For those who read literature as a self-imposed intellectual challenge, the book (and indeed the whole series it belongs in) is a worthy choice, best read as part of the set. The casual reader looking for entertainment in the commonly understood sense had better look elsewhere.

2004 06 04

Base | Media | Books

13:29

More interesting than funny

Dr.Tatiana's Sex Advice to All Creation (Olivia Judson)

Dr.Tatiana's Sex Advice to All Creation (Olivia Judson) - cover

When we were on holiday in the South of France in 2002, one of the people in our party was reading this book; the hard cover edition even. On a fairly regular basis, he would laugh out loud and--by way of explanation--read aloud a small passage of this book. I remember it being much funnier then than it was reading the whole thing myself.

The blurb on the cover, as well as some reviews I read all say this book is wildly funny and entertaining. Funny to people who rarely get out of their stuffy laboratories, maybe, but not to me.

Don't get me wrong: I enjoyed reading the book, but much more because of the interesting subject matter (which a lot less raunchy if you will just get over your sexually inhibited self for two minutes), which is in itself presented in a very readable format.

Mrs. Judson deserves credit for this work. Not for being more than lightfooted with words, but for making a subject matter that is (despite the best juvenile intentions) on par with paleontology for entertainment value into a book that will be read by non-scientists, and read with interest.

2003 11 30

Base | Media | Books

12:20

Impressed into insignificance

Atonement (Ian McEwan)

Atonement (Ian McEwan) - cover

Reading this book, I couldn't help but feel that whatever I will ever write myself will never amount to more than an exercise in futility.

It is a surprising read on many levels: the story is dark, but gripping. Several times, drastic turns of the narrative happen in the middle of a paragraph, tripping me up and having a truly exhilarating effect: it is anything but predictable and thus extremely compelling to keep turning those pages.

Then there is the self-referential structure and the overlapping viewpoints (the same events told more than once, but from different characters' points of view): highly technical, yet not obtrusive in the least.
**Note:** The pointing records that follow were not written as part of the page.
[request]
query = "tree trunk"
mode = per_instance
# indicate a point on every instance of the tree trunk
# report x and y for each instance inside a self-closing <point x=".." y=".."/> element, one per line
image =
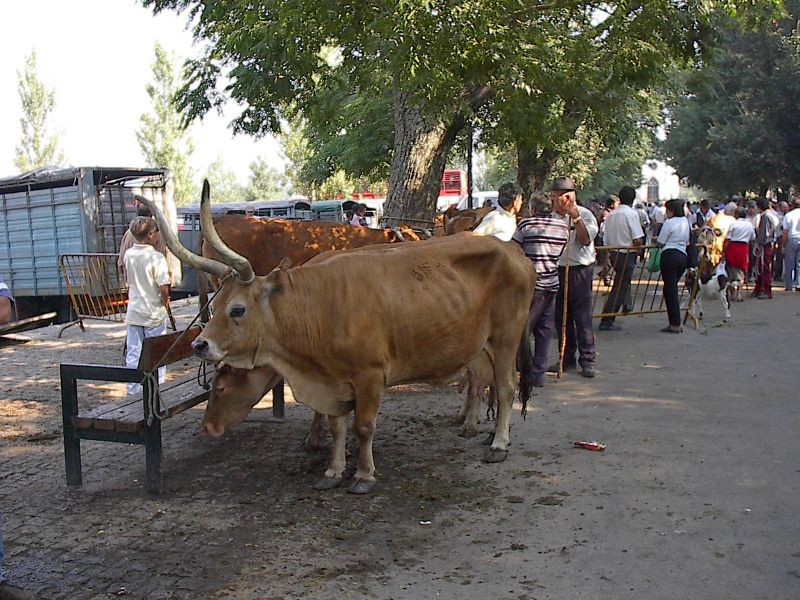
<point x="533" y="168"/>
<point x="421" y="147"/>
As the back cover says: "By the end of that day the lives of all three [main characters] will have been changed for ever." Very true. You never see the changing event coming until it hits you square in the face. The rest of the book I spent reading in a single, drawn out gasp of shock. Shock at what happened and the ever increasing magnitude of the impact it is bound to have on the lives of all involved.

On another level, it gave me a glimpse of what life in England was like just before and during the start of the Second World War. There is enough material to give even the most reluctant history student reason to reconsider.

I picked this book up at a whim, but I can heartily reccommend it.